Many systems are not architected to handle the Big Data 2.0 era that the IoT brings

Internet of Things (IoT) connected devices, including sensors and actuators, are predicted to triple to more than 46 billion units by 2021, according to new data from Juniper Research.

 

This 200 per cent increase from this year will be driven in large part by a reduction in the unit costs of hardware, the analyst said, with it expected to average close to the ‘magic’ $1 throughout the period.

 

The Internet of Things: Consumer, Industrial & Public Services 2016-201 research found that industrial and public services will post the highest growth over the forecast period, averaging over 24 per cent annually.

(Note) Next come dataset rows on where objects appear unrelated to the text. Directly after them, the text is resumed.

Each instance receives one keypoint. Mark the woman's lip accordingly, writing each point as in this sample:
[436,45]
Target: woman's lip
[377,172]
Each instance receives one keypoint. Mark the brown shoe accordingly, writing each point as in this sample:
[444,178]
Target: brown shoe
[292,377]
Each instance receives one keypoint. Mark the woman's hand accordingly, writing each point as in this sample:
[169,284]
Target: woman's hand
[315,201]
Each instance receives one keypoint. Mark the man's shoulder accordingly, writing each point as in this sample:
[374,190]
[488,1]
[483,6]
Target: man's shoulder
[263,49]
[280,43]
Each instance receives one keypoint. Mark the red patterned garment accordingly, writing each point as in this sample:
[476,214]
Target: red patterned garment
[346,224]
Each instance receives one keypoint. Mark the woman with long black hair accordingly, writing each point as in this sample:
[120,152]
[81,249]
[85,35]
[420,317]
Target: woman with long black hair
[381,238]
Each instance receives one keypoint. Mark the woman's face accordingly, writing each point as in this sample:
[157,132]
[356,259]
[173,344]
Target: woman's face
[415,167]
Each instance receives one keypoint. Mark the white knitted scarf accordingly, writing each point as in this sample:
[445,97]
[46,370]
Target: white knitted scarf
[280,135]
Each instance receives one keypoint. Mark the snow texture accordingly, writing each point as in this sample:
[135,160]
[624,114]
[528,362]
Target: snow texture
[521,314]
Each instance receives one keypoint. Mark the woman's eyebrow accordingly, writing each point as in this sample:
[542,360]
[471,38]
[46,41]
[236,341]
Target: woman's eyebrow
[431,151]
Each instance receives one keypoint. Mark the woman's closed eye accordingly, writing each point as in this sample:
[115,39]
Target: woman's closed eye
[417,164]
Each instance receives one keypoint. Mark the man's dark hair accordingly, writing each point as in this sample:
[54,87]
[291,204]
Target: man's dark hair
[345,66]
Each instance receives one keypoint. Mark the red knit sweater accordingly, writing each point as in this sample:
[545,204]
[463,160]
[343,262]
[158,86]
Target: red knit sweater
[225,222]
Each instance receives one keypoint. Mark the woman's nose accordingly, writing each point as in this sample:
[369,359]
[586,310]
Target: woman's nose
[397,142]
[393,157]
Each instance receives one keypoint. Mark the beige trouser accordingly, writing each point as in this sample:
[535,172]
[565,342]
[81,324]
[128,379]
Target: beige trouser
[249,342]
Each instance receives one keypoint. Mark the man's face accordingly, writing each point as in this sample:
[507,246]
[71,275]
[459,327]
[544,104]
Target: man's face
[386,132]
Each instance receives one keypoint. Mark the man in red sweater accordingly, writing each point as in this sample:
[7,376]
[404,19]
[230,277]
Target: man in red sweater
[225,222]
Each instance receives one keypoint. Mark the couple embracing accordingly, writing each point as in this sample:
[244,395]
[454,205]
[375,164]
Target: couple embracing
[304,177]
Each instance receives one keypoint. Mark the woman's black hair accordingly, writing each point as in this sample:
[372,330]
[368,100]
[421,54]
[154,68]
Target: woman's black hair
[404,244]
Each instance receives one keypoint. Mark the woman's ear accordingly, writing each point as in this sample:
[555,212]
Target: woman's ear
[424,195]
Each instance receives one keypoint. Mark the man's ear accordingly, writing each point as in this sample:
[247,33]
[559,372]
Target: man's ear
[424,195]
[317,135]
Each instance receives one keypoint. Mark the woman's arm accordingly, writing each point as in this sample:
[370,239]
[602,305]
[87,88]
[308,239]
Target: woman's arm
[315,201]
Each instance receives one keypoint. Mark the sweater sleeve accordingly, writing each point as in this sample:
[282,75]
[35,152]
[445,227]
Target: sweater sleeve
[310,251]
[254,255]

However, the study cautioned that both providers and end-users will face tremendous challenges when considering IoT deployments at scale.

 

Juniper predicted that, without changes in attitude from some service providers, getting an IoT project off the ground would be too difficult for non-tech savvy customers. It noted that initiatives such as Exosite’s IoT Alliance (a large partner network) and Rubicon Labs’ flexible business models (pricing according to the value of the data in question) would be fundamental in driving market traction forward.

 

“The platform landscape is flourishing”, said Steffen Sorrell, author of the research. “However, analytics and database systems are, for the most part, not architected to handle the Big Data 2.0 era that the IoT brings”.

 

To this end, Juniper identified key areas where disruption is needed, such as spatiotemporal analytics and intelligent systems able to run on less powerful machines (eg routers).

 

Additionally, the study found that the security threat landscape is widening. IoT distributed denial-of-service (DDoS) ‘botnet’ attacks have become infamous in 2016, although in the medium-term, personal data theft, corporate data theft and physical asset damage will be the primary goals for IoT hackers.

It was found that enterprise and industry are investing heavily in security for the IoT. However, Juniper report said the consumer market landscape is woeful, with lax attitudes typified by UK ISP TalkTalk’s astounding “do nothing” Mirai Worm advice to consumers. The research contends that regulatory, corporate and media collaboration would be needed in order to improve the overall threat landscape.